Charged under criminal code articles 105 (murder) and 222 (illegal carriage of a firearm), Pavlyuchenkov has admitted to arranging for Politkovskaya to be followed and providing the hitman with the murder weapon. The prosecutor has requested a sentence of 12 years in a prison camp, while the defence has requested a suspended sentence. Anna Stavitskaya, who represents the Politkovskaya family, has said she will appeal against the verdict if Pavlyuchenkov is not given the maximum sentence.
Pavlyuchenkov was arrested on 23 August 2011 on suspicion of having organized the murder. Under a deal reached in May between Pavlyuchenkov and deputy prosecutor-general Viktor Grin, his case was isolated from the rest of the investigation and given special treatment, including an understanding that he would get no more than two-thirds of the maximum sentence. In return, Pavlyuchenkov agreed to plead guilty, testify against the other defendants and, above all, name the person who masterminded the murder.

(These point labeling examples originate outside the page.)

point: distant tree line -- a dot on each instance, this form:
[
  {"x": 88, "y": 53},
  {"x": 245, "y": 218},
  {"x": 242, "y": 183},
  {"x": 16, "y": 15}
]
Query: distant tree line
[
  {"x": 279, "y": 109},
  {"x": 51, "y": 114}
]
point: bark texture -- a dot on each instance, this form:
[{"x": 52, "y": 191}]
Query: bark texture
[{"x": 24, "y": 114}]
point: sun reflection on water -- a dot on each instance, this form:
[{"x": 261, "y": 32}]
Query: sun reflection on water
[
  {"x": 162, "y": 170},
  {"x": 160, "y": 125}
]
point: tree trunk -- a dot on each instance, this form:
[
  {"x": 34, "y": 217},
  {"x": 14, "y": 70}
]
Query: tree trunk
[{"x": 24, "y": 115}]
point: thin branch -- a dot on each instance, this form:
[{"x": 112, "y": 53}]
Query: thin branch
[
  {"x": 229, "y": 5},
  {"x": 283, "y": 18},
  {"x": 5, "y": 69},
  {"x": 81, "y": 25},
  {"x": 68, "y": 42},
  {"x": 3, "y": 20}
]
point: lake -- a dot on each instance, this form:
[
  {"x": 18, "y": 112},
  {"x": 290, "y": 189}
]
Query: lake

But, as the victim’s children, Vera Politkovskaya and Ilya Politkovsky, insist, Pavlyuchenkov “has not kept his side of the bargain.” On 8 October, they petitioned the Federal Committee of Investigation and the prosecutor-general’s office calling for the deal with Pavlyuchenkov to be rescinded. They said they have testimony proving that he has been minimizing his role in the murder and that in fact he played a key role. His various reported claims that the London-based oligarch Boris Berezovsky or the Chechen separatist leader Ahmed Zakayev were the mastermind were “politically motivated,” they said.
The deal has also been challenged by the lawyer who represents one of the other suspects, former interior ministry official Sergey Khadzhikurbanov. He said “Pavlyuchenkov’s testimony constitutes the basis of the charges against the other defendants.” The presiding judge has rejected these petitions.
In a Moscow news conference on the eve of the trial, Novaya Gazeta editor Dmitry Muratov said there was still a “political taboo” about the real mastermind’s identity. “Six years have gone by – it is time to ask difficult questions,” he said.
Aside from Pavlyuchenkov and Khadzhikurbanov, four other people are accused in connection with the murder: Lom-Ali Gaitukayev, a Chechen organized crime leader who allegedly recruited Pavlyuchenkov, Rustam Makhmudov, the alleged hitman, and Makhmudov’s two brothers. According to the investigation, Gaitukayev received orders to murder Politkovskaya from an unknown mastermind and passed the job on to Khadzhikurbanov after being arrested in connection with another case.
Politkovskaya, who was well known in both Russia and abroad for her outspoken coverage of the Caucasus and her criticism of the Kremlin, was gunned down in her Lesnaya Street apartment building in Moscow on 7 October 2006.